If tape is to be used to help fix the specimen to the sheet it should be acid-free gummed linen tape. Some art suppliers carry this archival tape. Only thin strips are used and potentially the tape could be removed at a later date by re-softening the adhesive with water. The following image shows the tape used to mount a specimen that is now over 100 years old. As you can see it is still in excellent condition, however the paper on which it was mounted was not of the best quality so it has darkened quite a bit.

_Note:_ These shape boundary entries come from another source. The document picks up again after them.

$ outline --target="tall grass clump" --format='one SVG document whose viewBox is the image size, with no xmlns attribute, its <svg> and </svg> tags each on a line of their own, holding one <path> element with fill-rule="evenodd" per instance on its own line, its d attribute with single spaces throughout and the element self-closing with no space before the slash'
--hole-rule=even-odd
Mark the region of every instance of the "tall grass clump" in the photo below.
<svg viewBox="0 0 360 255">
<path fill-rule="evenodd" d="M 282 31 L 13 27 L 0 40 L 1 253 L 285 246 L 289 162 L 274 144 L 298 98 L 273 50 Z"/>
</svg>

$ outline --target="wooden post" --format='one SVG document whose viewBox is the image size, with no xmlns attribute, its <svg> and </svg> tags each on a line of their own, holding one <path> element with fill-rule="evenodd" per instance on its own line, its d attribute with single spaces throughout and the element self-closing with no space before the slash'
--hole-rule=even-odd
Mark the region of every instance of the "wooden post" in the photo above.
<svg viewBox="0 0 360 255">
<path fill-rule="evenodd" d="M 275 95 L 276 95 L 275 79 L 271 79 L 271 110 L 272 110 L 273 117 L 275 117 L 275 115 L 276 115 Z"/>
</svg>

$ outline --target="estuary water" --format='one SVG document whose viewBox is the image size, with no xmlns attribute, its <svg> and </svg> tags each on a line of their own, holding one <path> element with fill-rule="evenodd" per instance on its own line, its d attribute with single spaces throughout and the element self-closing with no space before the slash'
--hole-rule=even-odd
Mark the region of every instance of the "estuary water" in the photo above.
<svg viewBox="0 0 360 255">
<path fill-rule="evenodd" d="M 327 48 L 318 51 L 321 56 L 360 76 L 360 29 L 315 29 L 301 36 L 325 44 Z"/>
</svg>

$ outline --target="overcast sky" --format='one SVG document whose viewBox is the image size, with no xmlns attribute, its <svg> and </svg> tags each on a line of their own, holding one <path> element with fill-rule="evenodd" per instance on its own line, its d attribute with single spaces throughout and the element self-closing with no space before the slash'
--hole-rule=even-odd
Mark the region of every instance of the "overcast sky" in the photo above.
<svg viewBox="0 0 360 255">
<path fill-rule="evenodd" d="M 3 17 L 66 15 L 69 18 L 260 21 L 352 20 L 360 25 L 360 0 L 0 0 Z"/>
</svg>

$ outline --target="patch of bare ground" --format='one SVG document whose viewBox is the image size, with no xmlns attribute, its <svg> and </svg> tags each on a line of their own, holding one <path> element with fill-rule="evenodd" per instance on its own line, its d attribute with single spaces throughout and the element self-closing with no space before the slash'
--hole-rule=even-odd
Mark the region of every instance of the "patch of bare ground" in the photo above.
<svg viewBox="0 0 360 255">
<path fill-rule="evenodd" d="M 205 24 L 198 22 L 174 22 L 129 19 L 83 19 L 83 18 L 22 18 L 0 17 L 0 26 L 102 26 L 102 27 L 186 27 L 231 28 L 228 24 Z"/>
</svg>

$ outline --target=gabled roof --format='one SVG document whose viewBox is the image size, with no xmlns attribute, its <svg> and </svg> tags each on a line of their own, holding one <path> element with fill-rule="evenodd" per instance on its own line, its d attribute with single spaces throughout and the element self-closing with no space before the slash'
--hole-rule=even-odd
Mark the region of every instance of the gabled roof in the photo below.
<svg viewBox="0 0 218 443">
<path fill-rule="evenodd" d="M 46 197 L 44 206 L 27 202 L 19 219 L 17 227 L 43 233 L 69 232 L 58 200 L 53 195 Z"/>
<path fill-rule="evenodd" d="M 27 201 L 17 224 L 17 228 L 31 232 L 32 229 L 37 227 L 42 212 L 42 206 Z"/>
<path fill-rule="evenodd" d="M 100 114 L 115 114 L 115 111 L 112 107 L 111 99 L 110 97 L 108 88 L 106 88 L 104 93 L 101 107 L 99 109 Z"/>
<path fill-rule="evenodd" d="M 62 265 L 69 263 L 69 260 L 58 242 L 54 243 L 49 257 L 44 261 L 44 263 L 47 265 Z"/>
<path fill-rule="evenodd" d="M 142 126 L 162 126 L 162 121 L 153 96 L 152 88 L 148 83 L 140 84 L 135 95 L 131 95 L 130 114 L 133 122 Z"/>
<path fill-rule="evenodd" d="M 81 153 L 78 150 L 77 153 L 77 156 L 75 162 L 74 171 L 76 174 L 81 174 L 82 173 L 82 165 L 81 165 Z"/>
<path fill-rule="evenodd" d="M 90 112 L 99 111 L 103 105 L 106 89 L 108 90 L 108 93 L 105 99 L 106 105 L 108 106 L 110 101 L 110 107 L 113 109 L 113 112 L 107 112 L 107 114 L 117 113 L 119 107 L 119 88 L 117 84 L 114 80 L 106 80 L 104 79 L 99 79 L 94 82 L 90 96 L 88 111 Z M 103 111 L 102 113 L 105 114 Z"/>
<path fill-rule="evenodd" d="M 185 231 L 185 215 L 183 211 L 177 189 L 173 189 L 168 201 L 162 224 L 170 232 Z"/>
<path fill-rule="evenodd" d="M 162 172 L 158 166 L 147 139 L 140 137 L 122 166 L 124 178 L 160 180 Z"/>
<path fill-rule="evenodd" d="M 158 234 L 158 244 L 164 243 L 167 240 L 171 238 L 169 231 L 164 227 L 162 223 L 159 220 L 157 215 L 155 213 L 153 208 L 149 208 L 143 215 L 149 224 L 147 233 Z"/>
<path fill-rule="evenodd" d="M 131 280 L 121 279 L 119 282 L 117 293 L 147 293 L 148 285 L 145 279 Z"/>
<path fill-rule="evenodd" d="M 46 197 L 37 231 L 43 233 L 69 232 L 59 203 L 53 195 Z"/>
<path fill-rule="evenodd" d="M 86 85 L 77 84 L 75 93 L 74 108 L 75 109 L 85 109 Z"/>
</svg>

A final note regarding adhesives. The one most often used is polyvinyl acetate glue like “white glue” (Elmer’s). White glue is sensitive to heat and moisture and will degrade in UV light, but these should not be an issue in a properly maintained herbarium. I have found that when other, unknown adhesives had been used that they had turned brown, became brittle, and the specimen or label it was used to mount had fallen off. When using white glue it is usually diluted with a small amount of water (less than the amount of glue or it will be too thin), and dabbed gently onto the specimen with a paintbrush. After gluing the specimen and label onto the paper the entire sheet should be covered with wax paper and gently pressed and left to dry overnight. The latter step assures the best contact with the sheet and keeps the specimen and paper from curling as it all dries. Bulky specimens can be further reinforced with a little thread sown through the paper and around the stem. As evidenced by the plants in our collection a properly mounted a specimen will last for at least a century.
And don’t forget to include relevant information on the label. I have come across far too many specimens lacking dates and complete location information. Without these a specimen is largely useless for scientific study.